What happens if you test with STRICT_KERNEL_RWX=y and RELOCATABLE=n,
reverting my patch? This would give us an idea of whether it's
something broken recently or if there's something else going on.

>
> [ 215.281666][T16896] LTP: starting chown04_16
> [ 215.424203][T18297] BUG: Unable to handle kernel instruction fetch
> (NULL pointer?)
> [ 215.424289][T18297] Faulting instruction address: 0x00000000
> [ 215.424313][T18297] Oops: Kernel access of bad area, sig: 11 [#1]

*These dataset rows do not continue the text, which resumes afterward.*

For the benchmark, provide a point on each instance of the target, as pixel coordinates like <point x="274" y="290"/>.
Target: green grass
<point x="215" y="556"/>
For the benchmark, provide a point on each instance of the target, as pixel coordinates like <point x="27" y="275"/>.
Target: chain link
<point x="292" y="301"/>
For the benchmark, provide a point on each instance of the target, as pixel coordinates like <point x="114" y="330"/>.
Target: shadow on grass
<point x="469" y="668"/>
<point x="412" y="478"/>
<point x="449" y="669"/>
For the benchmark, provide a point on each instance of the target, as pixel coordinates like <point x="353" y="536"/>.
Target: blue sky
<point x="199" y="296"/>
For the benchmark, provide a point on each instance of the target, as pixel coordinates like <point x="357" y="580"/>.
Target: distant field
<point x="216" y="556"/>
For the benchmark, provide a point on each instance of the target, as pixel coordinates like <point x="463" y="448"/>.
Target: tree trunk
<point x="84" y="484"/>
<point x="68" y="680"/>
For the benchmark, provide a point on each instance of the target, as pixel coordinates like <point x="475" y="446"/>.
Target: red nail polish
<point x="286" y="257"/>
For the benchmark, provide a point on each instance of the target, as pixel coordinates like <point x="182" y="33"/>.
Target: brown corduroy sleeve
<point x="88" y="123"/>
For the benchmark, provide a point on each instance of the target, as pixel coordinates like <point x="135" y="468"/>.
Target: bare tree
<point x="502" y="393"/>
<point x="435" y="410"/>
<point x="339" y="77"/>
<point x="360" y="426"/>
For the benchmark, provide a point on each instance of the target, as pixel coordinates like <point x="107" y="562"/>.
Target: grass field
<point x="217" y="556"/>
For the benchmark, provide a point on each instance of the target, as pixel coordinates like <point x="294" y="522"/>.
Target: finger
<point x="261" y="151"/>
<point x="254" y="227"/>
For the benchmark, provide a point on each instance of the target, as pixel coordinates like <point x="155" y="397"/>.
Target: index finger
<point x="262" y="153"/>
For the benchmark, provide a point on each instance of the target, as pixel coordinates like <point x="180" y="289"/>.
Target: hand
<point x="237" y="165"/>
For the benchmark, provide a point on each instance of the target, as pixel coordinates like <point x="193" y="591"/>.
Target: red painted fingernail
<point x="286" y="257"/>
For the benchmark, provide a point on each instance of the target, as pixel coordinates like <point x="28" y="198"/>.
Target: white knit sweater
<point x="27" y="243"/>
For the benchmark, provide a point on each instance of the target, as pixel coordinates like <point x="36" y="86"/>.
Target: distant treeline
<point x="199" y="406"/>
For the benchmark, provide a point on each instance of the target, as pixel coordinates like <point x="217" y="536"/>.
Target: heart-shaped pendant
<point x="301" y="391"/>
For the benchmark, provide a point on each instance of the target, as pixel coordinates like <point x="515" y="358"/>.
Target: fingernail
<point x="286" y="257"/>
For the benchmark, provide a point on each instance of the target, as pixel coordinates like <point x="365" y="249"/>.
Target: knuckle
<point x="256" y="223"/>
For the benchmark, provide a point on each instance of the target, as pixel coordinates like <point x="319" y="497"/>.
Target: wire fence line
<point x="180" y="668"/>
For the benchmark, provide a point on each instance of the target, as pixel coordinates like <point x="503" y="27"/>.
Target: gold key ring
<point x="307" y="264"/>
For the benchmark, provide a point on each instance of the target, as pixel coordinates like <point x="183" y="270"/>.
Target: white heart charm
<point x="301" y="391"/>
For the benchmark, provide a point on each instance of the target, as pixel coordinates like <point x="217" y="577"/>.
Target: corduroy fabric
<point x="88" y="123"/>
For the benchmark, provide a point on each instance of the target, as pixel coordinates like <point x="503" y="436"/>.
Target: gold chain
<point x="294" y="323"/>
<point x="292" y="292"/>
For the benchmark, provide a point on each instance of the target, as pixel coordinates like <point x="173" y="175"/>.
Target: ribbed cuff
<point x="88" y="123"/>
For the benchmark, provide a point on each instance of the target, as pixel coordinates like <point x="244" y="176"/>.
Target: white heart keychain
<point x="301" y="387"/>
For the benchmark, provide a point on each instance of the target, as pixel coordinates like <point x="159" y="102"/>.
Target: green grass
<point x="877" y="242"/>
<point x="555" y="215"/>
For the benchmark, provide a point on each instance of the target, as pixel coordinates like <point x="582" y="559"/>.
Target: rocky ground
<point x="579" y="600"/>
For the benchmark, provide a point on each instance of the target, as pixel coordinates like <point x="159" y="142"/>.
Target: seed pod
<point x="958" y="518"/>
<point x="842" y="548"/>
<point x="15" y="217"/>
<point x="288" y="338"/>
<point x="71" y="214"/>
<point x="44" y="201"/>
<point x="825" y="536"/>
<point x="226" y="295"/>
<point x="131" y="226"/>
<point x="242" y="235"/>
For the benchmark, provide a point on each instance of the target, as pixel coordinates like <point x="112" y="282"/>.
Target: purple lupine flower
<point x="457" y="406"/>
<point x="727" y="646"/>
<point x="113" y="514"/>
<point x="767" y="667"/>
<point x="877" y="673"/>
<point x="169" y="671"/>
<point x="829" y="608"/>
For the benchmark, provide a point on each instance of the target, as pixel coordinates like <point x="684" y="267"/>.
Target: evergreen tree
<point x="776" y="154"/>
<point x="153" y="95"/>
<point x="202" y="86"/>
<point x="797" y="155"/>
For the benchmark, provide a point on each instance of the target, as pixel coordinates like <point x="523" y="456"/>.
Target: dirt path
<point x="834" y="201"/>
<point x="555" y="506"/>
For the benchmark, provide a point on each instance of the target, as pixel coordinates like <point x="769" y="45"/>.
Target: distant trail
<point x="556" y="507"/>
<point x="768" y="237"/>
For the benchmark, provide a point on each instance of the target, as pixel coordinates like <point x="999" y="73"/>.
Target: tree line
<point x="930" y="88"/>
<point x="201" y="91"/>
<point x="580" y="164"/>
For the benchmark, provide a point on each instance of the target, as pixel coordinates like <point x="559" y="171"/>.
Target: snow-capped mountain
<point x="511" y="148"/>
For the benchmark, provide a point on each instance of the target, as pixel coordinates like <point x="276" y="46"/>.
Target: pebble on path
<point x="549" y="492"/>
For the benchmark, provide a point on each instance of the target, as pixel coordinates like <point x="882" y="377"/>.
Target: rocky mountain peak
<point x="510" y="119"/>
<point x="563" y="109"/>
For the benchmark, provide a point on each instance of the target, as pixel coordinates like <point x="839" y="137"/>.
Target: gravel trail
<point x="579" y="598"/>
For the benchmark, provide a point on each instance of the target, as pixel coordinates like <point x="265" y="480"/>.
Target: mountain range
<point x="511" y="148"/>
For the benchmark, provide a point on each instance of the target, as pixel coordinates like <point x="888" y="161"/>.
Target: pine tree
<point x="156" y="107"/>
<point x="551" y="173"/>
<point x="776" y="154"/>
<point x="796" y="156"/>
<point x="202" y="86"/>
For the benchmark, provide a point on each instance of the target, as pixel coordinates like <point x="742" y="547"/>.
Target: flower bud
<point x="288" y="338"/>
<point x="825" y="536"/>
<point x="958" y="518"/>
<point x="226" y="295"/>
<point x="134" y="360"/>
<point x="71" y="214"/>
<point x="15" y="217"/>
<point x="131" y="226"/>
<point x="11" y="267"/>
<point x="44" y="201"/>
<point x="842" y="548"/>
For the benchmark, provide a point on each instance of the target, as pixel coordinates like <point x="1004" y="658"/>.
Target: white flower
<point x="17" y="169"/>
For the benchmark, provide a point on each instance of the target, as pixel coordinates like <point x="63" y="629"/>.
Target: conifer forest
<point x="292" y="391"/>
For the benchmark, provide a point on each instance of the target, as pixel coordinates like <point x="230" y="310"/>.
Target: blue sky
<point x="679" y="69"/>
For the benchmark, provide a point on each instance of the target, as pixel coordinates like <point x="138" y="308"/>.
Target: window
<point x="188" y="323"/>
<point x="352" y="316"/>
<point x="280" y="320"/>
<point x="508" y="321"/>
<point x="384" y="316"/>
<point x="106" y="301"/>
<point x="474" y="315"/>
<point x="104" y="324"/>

> [ 215.424341][T18297] LE PAGE_SIZE=64K MMU=Radix SMP NR_CPUS=256
> DEBUG_PAGEALLOC NUMA PowerNV
> [ 215.424383][T18297] Modules linked in: loop kvm_hv kvm ip_tables
> x_tables xfs sd_mod bnx2x mdio tg3 ahci libahci libphy libata
> firmware_class dm_mirror dm_region_hash dm_log dm_mod
> [ 215.424459][T18297] CPU: 85 PID: 18297 Comm: chown04_16 Tainted:
> G W 5.6.0-next-20200405+ #3
> [ 215.424489][T18297] NIP: 0000000000000000 LR: c00800000fbc0408
> CTR: 0000000000000000
> [ 215.424530][T18297] REGS: c000200b8606f990 TRAP: 0400 Tainted:
> G W (5.6.0-next-20200405+)
> [ 215.424570][T18297] MSR: 9000000040009033
> <SF,HV,EE,ME,IR,DR,RI,LE> CR: 84000248 XER: 20040000
> [ 215.424619][T18297] CFAR: c00800000fbc64f4 IRQMASK: 0
> [ 215.424619][T18297] GPR00: c0000000006c2238 c000200b8606fc20
> c00000000165ce00 0000000000000000
> [ 215.424619][T18297] GPR04: c000201a58106400 c000200b8606fcc0
> 000000005f037e7d ffffffff00013bfb
> [ 215.424619][T18297] GPR08: c000201a58106400 0000000000000000
> 0000000000000000 c000000001652ee0
> [ 215.424619][T18297] GPR12: 0000000000000000 c000201fff69a600
> 0000000000000000 0000000000000000
> [ 215.424619][T18297] GPR16: 0000000000000000 0000000000000000
> 0000000000000000 0000000000000000
> [ 215.424619][T18297] GPR20: 0000000000000000 0000000000000000
> 0000000000000000 0000000000000007
> [ 215.424619][T18297] GPR24: 0000000000000000 0000000000000000
> c00800000fbc8688 c000200b8606fcc0
> [ 215.424619][T18297] GPR28: 0000000000000000 000000007fffffff
> c00800000fbc0400 c00020068b8c0e70
> [ 215.424914][T18297] NIP [0000000000000000] 0x0
> [ 215.424953][T18297] LR [c00800000fbc0408] find_free_cb+0x8/0x30
> [loop]
> find_free_cb at drivers/block/loop.c:2129
> [ 215.424997][T18297] Call Trace:
> [ 215.425036][T18297] [c000200b8606fc20] [c0000000006c2290]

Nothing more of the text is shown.